TALLAHASSEE, Fla. -- Florida taxpayers are achieving lower insurance premiums by paying the difference in their taxes, an Oregon insurance attorney said Tuesday.
David Rossmiller, a partner at Dunn Carney in Portland, Ore., managing editor of the Insurance Coverage Law Blog and a former reporter at the now-defunct Phoenix Gazette, has been monitoring the situation and says Florida's government, led by Gov. Charlie Crist, is creating long-term problems.
Much of the state's future troubles, Rossmiller believes, start with state-run Citizens Property Insurance, which is now the largest insurer in the state with 1.3 million customers.
"It's not a stop-gap solution program anymore that helps citizens who find themselves suddenly without insurance," Rossmiller said. "It is now the insurer.
"If a government-run company is able to provide services at a price no one else can afford, it's going to drive out other insurers.

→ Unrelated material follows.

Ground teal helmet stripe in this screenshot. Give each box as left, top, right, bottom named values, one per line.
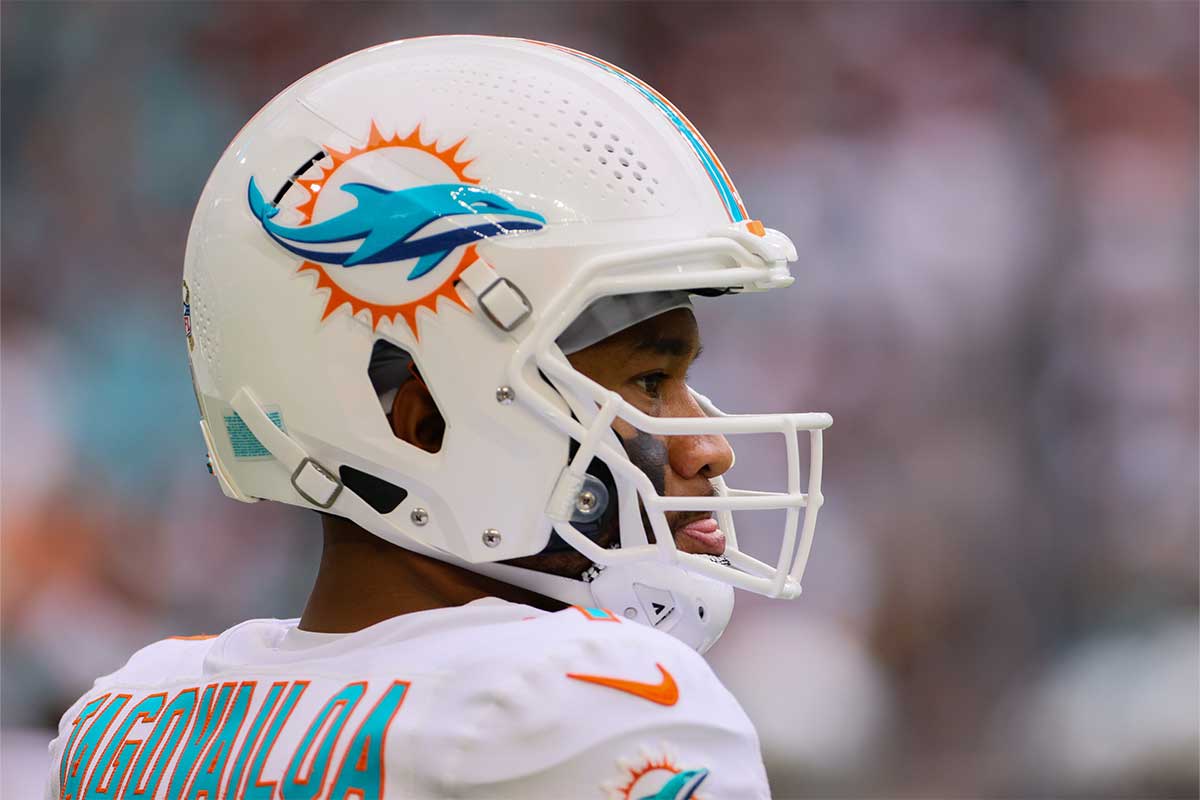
left=545, top=44, right=747, bottom=222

They can't compete with that."
In fact, a report in Tuesday's Tallahassee Democrat states that four companies have stopped taking new business in Florida. Crist spearheaded a recently approved plan that prohibited insurers from dropping policyholders for 90 days. Combined with recent legislation, no policyholder will be eligible to be dropped until November, after hurricane season.
The Wall Street Journal said Crist, a Republican, and the legislature have created "one of the more un-Republican reforms on Florida's books." Their measures also forced insurance companies to decrease their premiums by five percent in the name of competition, it added.

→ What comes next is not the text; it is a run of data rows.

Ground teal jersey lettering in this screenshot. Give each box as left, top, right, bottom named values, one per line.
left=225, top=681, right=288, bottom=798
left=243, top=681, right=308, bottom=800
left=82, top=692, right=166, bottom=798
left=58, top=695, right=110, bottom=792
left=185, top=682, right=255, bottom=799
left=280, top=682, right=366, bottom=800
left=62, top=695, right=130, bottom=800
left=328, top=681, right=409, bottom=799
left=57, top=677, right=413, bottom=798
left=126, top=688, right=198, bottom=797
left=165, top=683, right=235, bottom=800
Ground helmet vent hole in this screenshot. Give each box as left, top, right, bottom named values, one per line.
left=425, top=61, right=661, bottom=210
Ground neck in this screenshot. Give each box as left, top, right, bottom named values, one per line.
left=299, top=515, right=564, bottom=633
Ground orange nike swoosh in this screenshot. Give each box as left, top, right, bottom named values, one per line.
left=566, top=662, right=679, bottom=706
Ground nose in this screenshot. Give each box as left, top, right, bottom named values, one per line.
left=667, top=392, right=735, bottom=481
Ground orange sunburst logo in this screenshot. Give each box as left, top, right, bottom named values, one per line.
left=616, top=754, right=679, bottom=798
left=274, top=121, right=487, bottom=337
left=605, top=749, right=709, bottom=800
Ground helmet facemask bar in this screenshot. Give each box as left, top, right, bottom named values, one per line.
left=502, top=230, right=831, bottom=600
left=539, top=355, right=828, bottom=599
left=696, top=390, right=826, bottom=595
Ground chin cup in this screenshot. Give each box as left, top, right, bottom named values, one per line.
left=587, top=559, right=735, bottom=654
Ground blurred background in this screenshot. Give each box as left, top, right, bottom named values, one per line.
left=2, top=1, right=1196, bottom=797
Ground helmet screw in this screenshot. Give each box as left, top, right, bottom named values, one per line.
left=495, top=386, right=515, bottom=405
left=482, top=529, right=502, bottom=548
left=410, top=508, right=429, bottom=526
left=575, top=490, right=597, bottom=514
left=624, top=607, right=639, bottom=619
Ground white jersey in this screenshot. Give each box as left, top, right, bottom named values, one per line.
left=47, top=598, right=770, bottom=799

While campaigning last year, new Attorney General Bill McCollum pledged to lower insurance rates.
"The only reason Citizens can offer what it is offering in some of these cases, which are cheaper than others, is because the taxpayers of the state are guaranteeing this lower rate," Rossmiller said.
"Even people down there in the legislature in Florida agree that Citizens Property is the worst insurer in the state. It's the most badly run insurance company in the state, and why anyone would institute as the largest and most permanent..."

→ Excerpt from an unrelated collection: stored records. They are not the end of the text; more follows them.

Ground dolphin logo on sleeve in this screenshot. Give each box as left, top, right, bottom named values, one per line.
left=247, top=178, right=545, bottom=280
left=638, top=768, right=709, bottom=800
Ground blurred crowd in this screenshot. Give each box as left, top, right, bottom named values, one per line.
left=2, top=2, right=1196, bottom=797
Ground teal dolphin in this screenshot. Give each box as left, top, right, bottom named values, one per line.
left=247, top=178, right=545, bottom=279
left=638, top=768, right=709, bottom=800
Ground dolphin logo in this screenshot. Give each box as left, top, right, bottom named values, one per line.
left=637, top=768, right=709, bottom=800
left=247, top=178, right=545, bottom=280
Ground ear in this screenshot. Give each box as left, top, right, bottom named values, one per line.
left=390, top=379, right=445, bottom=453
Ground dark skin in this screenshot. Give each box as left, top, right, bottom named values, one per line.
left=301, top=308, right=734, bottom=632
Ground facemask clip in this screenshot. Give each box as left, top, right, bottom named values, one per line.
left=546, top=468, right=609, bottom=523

Also, taxpayers are contributing to the Florida Hurricane Catastrophe Fund, a form of reinsurance on the more expensive claims. Florida has told insurance companies that it may draw from the fund in the case of a catastrophe.
The problem, Rossmiller said, is that the state made its plans for how much money will be needed based on the weather patterns of the last 100 years, while the insurance companies are using hurricane models that are based on the previous five years.
"If they are wrong and they have another run of storms like they did in 2004-05, then they currently don't have enough money to pay the reinsurance," Rossmiller said. "Florida would be in debt for it, which could lead to a huge crunch in the insurance market.
"I've heard people down there in the legislature say it wouldn't be a big deal and if the state had to absorb it now, they could do it -- it wouldn't be that much of a problem. I'm not saying that's something Florida couldn't do, but I'm really skeptical about that.
"If they had to take $50 billion to pay reinsurance that it guaranteed to the insurance companies, that's a big gamble on Florida's part that it's all gonna work out."